20 December 2021
On 1 December 2021, Tan Boon Gin, CEO of Singapore Exchange Regulation (“SGX RegCo”), delivered the keynote address at the Chartered Secretaries Institute.
Mr Tan highlighted the following in his speech:
- Additional timelines for the Q&A before general meetings: SGX is going to prescribe additional timelines for the Q&A before general meetings. The new timeline is that companies must post the answers to the questions they receive 72 hours before the deadline for shareholders to submit their proxy votes, if the notice period is 21 days. If the notice period is only 14 days, the timeline is 48 hours. Companies can set a deadline for questions to come in. This deadline should be reasonable and in any event no earlier than seven calendar days after the notice of general meeting.
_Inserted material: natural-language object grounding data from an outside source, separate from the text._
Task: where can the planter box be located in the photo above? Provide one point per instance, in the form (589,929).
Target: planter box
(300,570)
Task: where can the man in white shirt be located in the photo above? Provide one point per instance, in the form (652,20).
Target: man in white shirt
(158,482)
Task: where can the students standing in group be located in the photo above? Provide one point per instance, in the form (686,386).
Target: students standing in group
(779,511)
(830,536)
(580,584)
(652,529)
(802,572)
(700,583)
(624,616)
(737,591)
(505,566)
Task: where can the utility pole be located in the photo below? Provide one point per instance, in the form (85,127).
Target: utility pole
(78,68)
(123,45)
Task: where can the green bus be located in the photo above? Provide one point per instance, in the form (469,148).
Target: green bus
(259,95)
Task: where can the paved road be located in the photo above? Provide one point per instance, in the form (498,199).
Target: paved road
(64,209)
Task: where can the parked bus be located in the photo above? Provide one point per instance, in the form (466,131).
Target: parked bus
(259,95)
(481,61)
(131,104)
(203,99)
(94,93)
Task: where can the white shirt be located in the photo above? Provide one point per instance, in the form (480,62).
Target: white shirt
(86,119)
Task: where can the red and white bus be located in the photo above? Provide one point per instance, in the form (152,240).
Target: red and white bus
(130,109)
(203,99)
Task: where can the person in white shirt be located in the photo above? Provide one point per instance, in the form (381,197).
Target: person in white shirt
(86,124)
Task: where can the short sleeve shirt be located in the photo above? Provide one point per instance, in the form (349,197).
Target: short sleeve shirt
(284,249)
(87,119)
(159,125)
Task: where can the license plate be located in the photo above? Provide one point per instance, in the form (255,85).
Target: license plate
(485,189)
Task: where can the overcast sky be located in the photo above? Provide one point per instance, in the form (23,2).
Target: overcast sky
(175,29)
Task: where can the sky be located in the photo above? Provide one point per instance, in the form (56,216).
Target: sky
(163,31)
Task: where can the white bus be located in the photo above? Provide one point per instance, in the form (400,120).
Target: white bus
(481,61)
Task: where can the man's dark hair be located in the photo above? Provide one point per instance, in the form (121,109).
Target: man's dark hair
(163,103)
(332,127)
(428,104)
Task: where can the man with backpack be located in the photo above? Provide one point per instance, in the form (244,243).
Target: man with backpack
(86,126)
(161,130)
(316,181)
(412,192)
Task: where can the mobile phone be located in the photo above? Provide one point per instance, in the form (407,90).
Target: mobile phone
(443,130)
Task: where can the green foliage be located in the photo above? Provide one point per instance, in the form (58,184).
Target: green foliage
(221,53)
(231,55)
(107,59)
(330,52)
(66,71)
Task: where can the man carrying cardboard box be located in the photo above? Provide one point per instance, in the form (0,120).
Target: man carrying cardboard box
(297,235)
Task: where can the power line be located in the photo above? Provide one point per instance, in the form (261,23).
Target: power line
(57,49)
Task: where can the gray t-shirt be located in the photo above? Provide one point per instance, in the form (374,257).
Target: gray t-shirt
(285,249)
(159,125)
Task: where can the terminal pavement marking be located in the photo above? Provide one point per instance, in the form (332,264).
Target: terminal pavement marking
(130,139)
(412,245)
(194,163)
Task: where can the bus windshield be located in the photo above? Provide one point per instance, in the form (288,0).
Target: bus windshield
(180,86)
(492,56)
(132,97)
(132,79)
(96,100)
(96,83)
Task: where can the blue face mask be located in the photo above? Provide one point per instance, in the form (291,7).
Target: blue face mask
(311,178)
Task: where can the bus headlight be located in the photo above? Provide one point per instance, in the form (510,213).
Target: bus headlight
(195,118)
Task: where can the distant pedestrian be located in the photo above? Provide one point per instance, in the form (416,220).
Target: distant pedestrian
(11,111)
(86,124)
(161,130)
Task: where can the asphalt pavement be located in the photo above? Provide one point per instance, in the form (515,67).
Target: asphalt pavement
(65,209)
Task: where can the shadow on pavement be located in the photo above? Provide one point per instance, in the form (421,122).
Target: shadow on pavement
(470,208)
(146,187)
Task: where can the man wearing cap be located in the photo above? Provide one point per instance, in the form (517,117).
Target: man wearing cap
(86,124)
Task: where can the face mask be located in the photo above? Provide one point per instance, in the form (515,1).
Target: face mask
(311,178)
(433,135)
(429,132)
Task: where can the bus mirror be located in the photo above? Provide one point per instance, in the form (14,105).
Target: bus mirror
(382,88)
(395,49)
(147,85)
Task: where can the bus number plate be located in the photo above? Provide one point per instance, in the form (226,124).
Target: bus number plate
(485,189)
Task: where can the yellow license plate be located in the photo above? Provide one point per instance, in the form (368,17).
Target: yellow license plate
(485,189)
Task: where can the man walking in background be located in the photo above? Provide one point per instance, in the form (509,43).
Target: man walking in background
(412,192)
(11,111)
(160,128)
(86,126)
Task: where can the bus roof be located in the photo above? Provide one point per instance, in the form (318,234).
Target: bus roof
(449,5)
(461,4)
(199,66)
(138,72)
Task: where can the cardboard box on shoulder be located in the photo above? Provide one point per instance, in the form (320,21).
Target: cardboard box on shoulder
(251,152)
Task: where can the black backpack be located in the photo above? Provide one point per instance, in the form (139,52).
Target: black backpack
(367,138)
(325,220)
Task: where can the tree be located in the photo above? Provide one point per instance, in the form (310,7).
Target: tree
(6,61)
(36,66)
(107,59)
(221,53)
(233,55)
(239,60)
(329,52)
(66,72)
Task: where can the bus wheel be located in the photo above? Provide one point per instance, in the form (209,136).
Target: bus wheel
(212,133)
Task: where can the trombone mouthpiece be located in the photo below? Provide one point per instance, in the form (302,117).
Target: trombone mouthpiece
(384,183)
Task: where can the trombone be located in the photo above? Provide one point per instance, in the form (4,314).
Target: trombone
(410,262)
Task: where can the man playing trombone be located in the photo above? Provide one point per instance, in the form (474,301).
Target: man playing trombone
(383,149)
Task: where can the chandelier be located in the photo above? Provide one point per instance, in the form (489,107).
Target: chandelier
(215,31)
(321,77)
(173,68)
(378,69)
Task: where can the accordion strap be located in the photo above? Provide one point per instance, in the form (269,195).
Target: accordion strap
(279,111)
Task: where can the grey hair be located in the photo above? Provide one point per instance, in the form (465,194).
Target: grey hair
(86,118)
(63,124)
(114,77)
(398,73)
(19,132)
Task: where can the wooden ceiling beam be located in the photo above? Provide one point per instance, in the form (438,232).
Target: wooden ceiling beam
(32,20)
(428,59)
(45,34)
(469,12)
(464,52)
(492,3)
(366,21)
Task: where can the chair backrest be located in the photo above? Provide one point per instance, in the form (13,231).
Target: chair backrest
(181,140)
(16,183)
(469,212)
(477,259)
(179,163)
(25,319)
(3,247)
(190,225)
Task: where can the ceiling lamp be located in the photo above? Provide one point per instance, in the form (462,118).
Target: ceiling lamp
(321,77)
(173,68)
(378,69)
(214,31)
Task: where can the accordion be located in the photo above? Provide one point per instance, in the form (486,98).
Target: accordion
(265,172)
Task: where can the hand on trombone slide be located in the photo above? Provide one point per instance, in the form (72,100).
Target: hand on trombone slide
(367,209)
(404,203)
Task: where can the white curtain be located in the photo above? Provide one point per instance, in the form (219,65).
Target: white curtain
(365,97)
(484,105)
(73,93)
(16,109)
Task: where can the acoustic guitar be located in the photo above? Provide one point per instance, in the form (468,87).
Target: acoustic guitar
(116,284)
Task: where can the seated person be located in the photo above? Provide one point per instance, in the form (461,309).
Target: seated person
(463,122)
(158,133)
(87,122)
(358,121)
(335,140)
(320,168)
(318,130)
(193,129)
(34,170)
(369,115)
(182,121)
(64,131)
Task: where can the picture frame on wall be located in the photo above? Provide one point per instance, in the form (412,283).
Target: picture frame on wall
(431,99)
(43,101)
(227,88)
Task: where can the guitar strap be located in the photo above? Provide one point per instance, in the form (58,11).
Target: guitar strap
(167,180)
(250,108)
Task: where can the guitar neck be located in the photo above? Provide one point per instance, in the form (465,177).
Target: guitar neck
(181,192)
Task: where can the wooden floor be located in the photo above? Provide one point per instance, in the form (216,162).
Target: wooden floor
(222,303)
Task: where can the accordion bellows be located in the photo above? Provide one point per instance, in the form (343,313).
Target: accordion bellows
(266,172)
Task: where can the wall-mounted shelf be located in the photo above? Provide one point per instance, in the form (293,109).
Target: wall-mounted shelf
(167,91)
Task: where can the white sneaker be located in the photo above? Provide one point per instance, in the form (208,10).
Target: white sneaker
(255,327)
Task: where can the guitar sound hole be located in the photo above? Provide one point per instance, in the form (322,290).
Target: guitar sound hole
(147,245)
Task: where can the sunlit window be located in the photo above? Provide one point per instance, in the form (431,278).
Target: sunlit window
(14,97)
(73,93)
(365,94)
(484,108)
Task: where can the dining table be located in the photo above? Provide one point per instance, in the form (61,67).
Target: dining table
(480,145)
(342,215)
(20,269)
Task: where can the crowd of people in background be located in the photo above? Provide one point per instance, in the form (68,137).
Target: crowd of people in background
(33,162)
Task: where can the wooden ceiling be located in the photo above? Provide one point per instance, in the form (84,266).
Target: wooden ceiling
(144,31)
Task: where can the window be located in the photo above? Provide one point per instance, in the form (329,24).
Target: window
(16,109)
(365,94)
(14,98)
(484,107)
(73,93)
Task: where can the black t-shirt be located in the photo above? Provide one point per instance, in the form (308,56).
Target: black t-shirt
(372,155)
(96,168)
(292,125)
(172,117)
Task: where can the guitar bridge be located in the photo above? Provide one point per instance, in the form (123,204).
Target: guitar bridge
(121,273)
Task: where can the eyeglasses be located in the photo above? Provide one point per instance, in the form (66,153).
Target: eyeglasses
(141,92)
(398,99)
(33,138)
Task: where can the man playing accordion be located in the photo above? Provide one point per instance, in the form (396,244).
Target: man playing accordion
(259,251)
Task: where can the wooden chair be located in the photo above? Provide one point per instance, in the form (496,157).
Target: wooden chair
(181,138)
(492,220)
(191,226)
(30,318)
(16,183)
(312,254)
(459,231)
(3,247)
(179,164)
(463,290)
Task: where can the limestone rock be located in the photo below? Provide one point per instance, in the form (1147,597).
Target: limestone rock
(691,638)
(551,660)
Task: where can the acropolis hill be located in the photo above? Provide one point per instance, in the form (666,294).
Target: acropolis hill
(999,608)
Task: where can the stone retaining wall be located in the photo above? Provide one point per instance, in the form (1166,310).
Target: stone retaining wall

Examples of how the timelines apply are provided in the speech.
- VIS for certain corporate actions: For certain corporate actions, SGX is going to require companies to hold a virtual information session (“VIS”) before the deadline for shareholders to vote and therefore, before the extraordinary general meetings themselves. The list of corporate actions which require a VIS includes rights issues, privatisations, schemes of arrangement, interested person transactions (IPTs), major transactions, and reverse takeovers (RTOs).
- Two-tier rule: In 2022, the rule that independent directors who have served nine years or more are no longer considered independent comes into effect. Using the two-tier vote at the annual general meeting in support of retaining an independent director beyond nine years should be exceptional. Companies are expected to use the two-tier rule sparingly, and only in exceptional cases should companies call for a two-tier vote.
- Expect climate reporting and diversity disclosures: SGX feels strongly that better board diversity and the start of climate reporting are very important.